Just Security's Ryan Goodman games out where the Trump regime goes next on the totally worthless "Obamagate" attacks, because of course the Hunter Biden/Ukraine and the Tara Reade allegations both fell through.
President Donald Trump insists, against all evidence, that there is something called “Obamagate”: some crime, or perhaps series of crimes, that the preceding administration committed against him, or against his adviser Michael Flynn, or maybe against even more of the Trump team. Yet the president fails to say what the crime(s) might be. Instead, he seizes on the language, alludes to improprieties, and—increasingly—wields it all to tar his rival for the presidency, Joe Biden. Countering Trumpian disinformation campaigns like this one demands disentangling the threads that Trump has weaved into “Obamagate,” debunking the falsehoods that Trump is propagating—and, at the same time, acknowledging where there may in fact have been serious missteps during the previous administration.
That means acknowledging that there may well be a lurking truth to a serious allegation against former government officials in how they handled the counterintelligence file involving Michael Flynn. However, there is no evidence that those actions implicate President Barack Obama or Vice President Biden personally, or discredit the legitimacy of the investigations of Russia’s 2016 election interference, the investigation of Trump campaign associates’ support for the Kremlin’s effort, officials’ requests to “unmask” a U.S. person appearing in intelligence reports who turned out to be Flynn, the FBI’s decision to interview Flynn, or the Justice Department’s charging Flynn for lying to the FBI.
That said, there has been a rush by many to say that no crime has been credibly alleged, and that no serious wrongdoing by former administration officials has been identified. That’s an oversight, and fails to grapple with a potential outcome: the prospect of well-founded criminal indictments against one or more former officials who leaked the content of the classified intercept of the Dec. 29, 2016 phone call between Flynn and Russian Ambassador Sergey Kislyak and Flynn’s identity in that communication.
As I’ll explain, the issue here is not limited to the initial leak by a senior government official to the journalist David Ignatius who revealed the Flynn-Kislyak phone call in the pages of the Washington Post on the evening of Jan. 12, 2017.
Independent observers and analysts should understand the strength of the allegations of misconduct, which could trigger criminal liability. Indeed, it is valuable to identify any credible complaints of official wrongdoing, and separate those from Trump’s deceptive and deliberately false accusations.

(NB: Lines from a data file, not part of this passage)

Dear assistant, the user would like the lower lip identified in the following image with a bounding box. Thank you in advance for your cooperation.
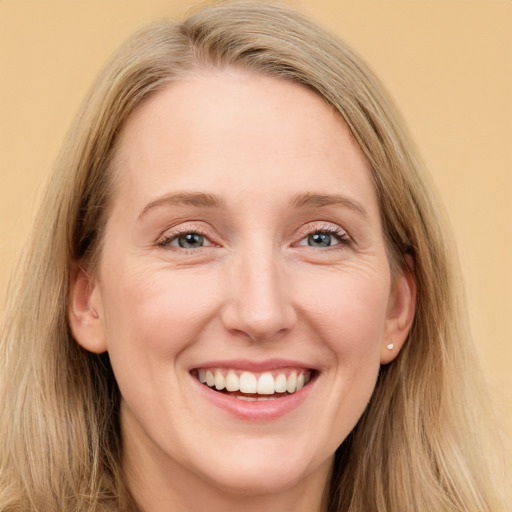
[191,376,316,421]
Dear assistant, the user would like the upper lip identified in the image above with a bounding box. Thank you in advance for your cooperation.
[190,359,315,372]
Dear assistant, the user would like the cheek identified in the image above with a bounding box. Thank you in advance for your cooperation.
[295,266,390,365]
[99,260,219,371]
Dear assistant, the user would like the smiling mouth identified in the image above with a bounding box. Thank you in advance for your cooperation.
[192,368,314,402]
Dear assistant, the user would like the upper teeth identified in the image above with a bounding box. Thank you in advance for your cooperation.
[198,368,310,395]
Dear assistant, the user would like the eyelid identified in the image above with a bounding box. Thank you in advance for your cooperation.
[292,222,353,248]
[155,221,219,251]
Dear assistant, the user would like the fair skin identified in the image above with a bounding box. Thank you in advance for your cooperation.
[70,70,415,512]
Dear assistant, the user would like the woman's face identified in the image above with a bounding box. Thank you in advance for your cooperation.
[70,71,413,502]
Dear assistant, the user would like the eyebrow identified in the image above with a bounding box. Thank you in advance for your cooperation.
[139,192,224,219]
[139,192,368,219]
[290,192,368,218]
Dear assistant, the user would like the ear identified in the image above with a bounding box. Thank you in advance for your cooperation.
[68,263,107,354]
[380,254,416,364]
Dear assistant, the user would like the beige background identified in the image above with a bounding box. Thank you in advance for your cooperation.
[0,0,512,452]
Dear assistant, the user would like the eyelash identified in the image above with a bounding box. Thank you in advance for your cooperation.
[157,226,353,252]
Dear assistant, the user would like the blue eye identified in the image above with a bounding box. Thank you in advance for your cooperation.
[297,228,350,249]
[159,231,211,249]
[176,233,204,249]
[307,232,339,247]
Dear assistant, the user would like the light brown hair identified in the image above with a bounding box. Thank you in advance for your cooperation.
[0,3,504,512]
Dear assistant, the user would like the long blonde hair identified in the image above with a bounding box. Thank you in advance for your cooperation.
[0,3,504,512]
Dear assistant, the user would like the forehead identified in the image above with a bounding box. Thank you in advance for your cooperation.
[111,70,376,216]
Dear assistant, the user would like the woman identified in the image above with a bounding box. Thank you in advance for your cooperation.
[0,4,504,512]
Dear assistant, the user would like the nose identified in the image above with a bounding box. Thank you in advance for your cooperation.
[221,248,297,341]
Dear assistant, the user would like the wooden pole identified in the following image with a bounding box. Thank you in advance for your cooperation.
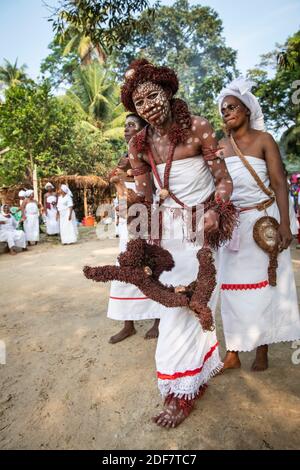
[83,187,88,217]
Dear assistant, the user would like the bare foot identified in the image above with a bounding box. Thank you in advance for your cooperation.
[152,397,195,428]
[251,345,269,372]
[152,384,207,428]
[144,320,159,339]
[109,326,136,344]
[221,351,241,373]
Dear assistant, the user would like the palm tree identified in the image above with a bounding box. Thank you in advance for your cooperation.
[61,26,106,65]
[0,59,28,86]
[65,63,126,139]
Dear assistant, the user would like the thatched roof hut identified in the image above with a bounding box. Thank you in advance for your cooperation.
[0,175,111,219]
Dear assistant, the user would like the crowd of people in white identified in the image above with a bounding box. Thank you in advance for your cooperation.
[0,183,78,255]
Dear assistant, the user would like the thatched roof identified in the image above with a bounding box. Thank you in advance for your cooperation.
[41,175,109,189]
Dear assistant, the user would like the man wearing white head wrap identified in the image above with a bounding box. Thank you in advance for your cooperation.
[219,78,300,371]
[0,204,26,255]
[57,184,78,245]
[44,182,59,235]
[22,189,40,245]
[218,77,265,131]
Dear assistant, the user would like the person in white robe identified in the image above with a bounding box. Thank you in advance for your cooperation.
[44,182,59,235]
[22,189,40,245]
[0,204,26,255]
[116,59,232,428]
[107,113,159,344]
[57,184,78,245]
[219,78,300,371]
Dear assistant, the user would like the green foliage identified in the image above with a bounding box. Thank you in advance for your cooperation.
[111,0,236,126]
[0,75,126,185]
[50,0,157,53]
[0,59,28,86]
[66,63,126,136]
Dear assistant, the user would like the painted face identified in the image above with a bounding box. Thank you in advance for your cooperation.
[132,82,171,126]
[124,116,142,143]
[221,96,250,129]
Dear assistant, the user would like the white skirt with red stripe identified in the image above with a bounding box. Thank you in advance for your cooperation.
[219,157,300,351]
[107,217,161,321]
[155,155,223,398]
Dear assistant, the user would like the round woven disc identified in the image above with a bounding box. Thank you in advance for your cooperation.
[253,216,279,253]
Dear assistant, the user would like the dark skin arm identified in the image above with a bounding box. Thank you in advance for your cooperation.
[128,140,153,202]
[263,133,293,251]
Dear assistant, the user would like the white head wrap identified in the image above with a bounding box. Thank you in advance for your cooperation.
[60,184,73,197]
[218,77,265,131]
[25,189,34,197]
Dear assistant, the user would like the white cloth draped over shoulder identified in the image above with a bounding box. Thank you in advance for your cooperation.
[23,201,40,242]
[107,181,160,321]
[219,156,300,351]
[57,194,78,245]
[0,214,26,248]
[154,156,222,398]
[46,195,59,235]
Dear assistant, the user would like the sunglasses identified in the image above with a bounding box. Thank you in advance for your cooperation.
[221,104,240,116]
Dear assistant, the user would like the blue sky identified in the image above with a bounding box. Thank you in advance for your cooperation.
[0,0,300,78]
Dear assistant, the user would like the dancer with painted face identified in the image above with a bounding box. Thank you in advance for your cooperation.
[107,114,159,344]
[219,78,300,371]
[85,59,234,428]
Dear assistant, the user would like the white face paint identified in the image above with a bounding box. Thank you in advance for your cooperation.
[132,82,171,126]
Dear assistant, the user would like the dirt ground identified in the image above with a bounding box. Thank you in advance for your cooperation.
[0,229,300,450]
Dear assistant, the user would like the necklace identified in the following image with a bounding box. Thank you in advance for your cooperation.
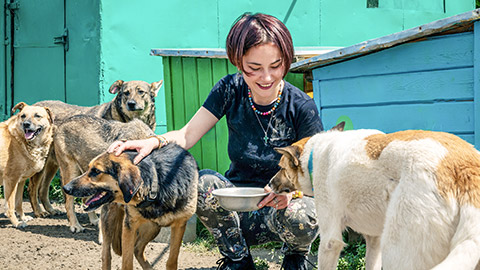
[251,113,273,146]
[248,88,282,115]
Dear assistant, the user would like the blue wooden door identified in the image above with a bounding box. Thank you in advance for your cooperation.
[9,0,68,108]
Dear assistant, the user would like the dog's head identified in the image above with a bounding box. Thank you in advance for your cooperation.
[110,80,163,113]
[63,153,148,211]
[12,102,53,142]
[268,122,345,194]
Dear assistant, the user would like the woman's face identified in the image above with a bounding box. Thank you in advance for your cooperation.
[242,43,284,105]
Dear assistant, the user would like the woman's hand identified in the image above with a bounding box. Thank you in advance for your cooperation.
[258,185,292,209]
[107,137,159,164]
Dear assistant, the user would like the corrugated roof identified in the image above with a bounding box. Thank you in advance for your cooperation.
[290,9,480,72]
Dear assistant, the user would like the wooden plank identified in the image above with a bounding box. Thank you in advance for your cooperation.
[162,57,174,131]
[181,57,203,168]
[290,9,480,72]
[197,58,218,171]
[313,32,473,80]
[171,57,186,130]
[473,22,480,149]
[319,68,474,108]
[322,102,474,134]
[212,59,230,173]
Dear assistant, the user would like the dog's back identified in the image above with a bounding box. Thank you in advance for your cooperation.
[302,130,480,269]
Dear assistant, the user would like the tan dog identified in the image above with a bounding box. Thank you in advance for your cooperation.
[63,144,198,270]
[0,102,54,227]
[53,115,155,233]
[28,80,163,232]
[270,123,480,270]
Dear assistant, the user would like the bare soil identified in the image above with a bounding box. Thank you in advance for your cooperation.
[0,199,308,270]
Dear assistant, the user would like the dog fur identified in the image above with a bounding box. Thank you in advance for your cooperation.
[270,125,480,270]
[53,115,155,232]
[28,80,163,232]
[0,102,54,227]
[63,143,198,270]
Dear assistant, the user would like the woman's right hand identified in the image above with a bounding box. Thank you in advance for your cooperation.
[107,137,159,164]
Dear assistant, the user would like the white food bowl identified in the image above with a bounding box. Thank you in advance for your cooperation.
[212,188,268,212]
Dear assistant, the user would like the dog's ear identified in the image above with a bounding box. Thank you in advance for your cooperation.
[43,107,54,124]
[108,80,123,94]
[12,102,27,114]
[150,80,163,97]
[331,121,345,131]
[118,164,142,203]
[274,145,300,167]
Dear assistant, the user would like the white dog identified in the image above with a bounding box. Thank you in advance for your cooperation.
[270,124,480,270]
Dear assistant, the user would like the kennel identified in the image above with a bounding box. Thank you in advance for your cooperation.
[291,9,480,148]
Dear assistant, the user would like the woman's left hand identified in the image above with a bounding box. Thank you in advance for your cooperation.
[258,185,292,209]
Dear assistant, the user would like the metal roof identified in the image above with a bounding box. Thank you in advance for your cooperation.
[290,9,480,72]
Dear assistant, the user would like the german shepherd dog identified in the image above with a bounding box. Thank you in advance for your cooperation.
[53,115,155,232]
[270,123,480,270]
[28,80,163,232]
[63,143,198,270]
[0,102,54,227]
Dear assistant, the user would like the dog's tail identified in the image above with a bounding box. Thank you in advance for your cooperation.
[432,204,480,270]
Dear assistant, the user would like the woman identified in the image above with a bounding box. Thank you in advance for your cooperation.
[108,13,323,269]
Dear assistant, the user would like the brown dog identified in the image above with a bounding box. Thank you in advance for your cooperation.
[63,144,198,270]
[0,102,54,227]
[28,80,163,232]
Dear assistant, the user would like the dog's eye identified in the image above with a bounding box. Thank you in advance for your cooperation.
[88,167,102,177]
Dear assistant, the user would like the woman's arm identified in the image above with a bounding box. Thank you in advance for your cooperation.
[107,107,218,164]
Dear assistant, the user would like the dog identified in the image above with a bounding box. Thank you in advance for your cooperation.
[63,143,198,270]
[28,80,163,232]
[0,102,54,228]
[53,115,155,232]
[269,123,480,270]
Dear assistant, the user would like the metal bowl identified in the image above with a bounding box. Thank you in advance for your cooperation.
[212,188,268,212]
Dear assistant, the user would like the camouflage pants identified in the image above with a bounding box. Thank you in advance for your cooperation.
[196,170,318,260]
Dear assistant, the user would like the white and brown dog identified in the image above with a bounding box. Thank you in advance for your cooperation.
[270,124,480,270]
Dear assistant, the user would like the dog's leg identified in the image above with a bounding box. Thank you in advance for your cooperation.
[3,179,27,228]
[15,180,33,222]
[363,235,382,270]
[122,206,142,270]
[317,223,345,270]
[28,171,48,217]
[134,222,160,270]
[167,220,187,270]
[39,156,61,215]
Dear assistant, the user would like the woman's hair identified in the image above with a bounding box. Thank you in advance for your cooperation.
[226,13,293,77]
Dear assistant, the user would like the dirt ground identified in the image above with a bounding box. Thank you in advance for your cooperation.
[0,199,318,270]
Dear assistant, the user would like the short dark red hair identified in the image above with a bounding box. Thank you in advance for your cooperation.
[226,13,294,77]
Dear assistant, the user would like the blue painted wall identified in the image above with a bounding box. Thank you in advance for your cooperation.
[313,26,480,147]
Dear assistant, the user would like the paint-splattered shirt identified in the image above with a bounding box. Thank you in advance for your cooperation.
[203,73,323,187]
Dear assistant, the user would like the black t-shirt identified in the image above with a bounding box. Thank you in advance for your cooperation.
[203,73,323,187]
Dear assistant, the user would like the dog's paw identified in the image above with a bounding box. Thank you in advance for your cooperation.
[70,224,85,233]
[14,221,27,229]
[47,208,62,216]
[20,215,33,222]
[33,211,50,218]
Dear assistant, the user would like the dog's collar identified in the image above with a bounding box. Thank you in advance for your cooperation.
[137,177,159,208]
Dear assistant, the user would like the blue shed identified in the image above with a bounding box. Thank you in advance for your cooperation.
[291,9,480,149]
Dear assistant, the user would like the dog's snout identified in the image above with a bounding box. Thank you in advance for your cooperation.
[22,120,32,129]
[62,183,72,195]
[127,100,137,111]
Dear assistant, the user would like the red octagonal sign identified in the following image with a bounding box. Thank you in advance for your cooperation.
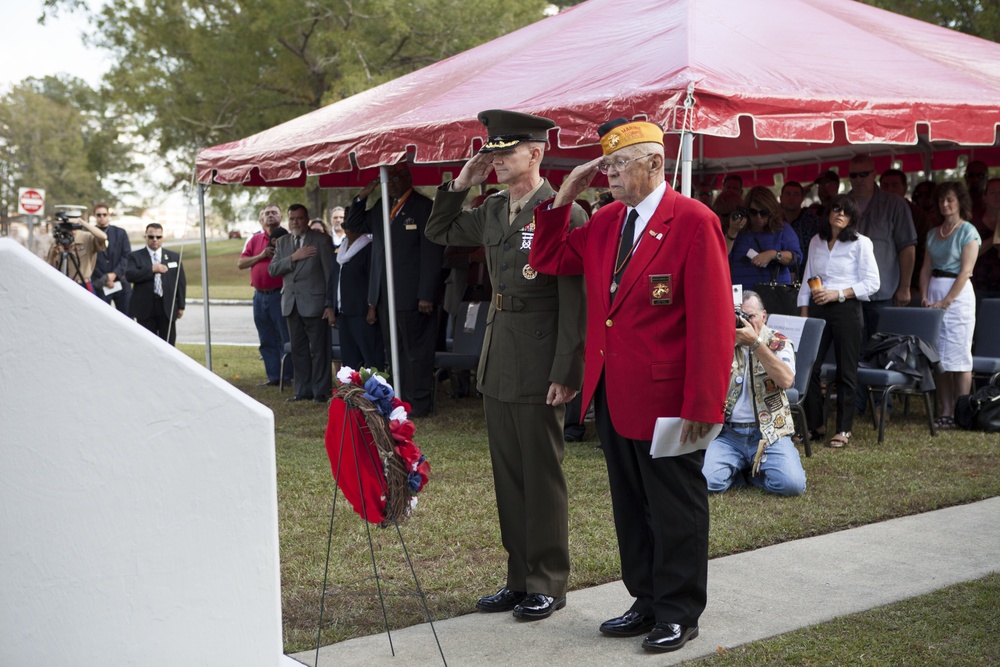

As for practitioners who are engaged in countering disinformation, they should consider how this foreseeable outcome of one or more criminal indictments will be used by Trump, his Attorney General Bill Barr, and the Director of National Intelligence (whether Rick Grenell or John Ratcliffe) to conflate truth and falsehoods. Indeed, the failure to have appreciated the seriousness of the allegations will bolster Trump and his surrogates’ disinformation campaign. It will be used to discredit analysts. They will be accused of dishonesty and bias, not just of an analytic oversight. More Americans will be encouraged to think of Trump and his political loyalists as validated sources of information. And the public will be left with even less ability to sort fact from fiction.
Indeed, a well-orchestrated disinformation tactic, pioneered by Soviet intelligence, would involve the following steps:
Phase One: Make grossly unfounded claims of misconduct by former and current US officials (such as a Deep State conspiracy to undercut the Trump 2016 campaign and the Trump presidency), anticipating a reaction among experts and partisans to challenge those claims;
Phase Two: Reveal true official misconduct that has some, even if limited, connection to the original conspiracy theory, with experts and partisans failing to adequately anticipate or recognize the true misconduct, and some even quick to dismiss it.
Phase One of this disinformation campaign is well underway.
How likely is a key step in Phase Two, namely, the genuine revelation of official misconduct? Barr’s handpicked federal prosecutor John Durham reportedly has in the crosshairs of his ongoing criminal investigation the leaks to the media. Attorney General Bill Barr has signaled confidence that Durham will find criminal wrongdoing (in gross defiance of long-standing Justice Department policy to refrain from any acknowledgement, let alone comments on the prospective outcome, of an ongoing investigation). What’s more, several former senior officials told Congress, under penalty of law, that they were not the source of the leak, either in closed testimony that the House Committee on Intelligence released last week or in prior public hearings. That may create another layer of legal vulnerability if a source of the leak denied it to Congress.
In other words:
Bill Barr finds somebody to prosecute for leaking things to the Washington Post, specifically that Michael Flynn's name was leaked to David Ignatius.
This is somehow proof of a massive conspiracy that must be investigated into the election season.
Targeted leaks from Barr and Trump will keep the "story" going, along with a trial almost certainly set for October.
This doesn't change the fact Michael Flynn lied multiple times to FBI investigators, admitted that he did so twice, and was convicted for it.
That's it.
Repeat that to yourself daily for the rest of the year.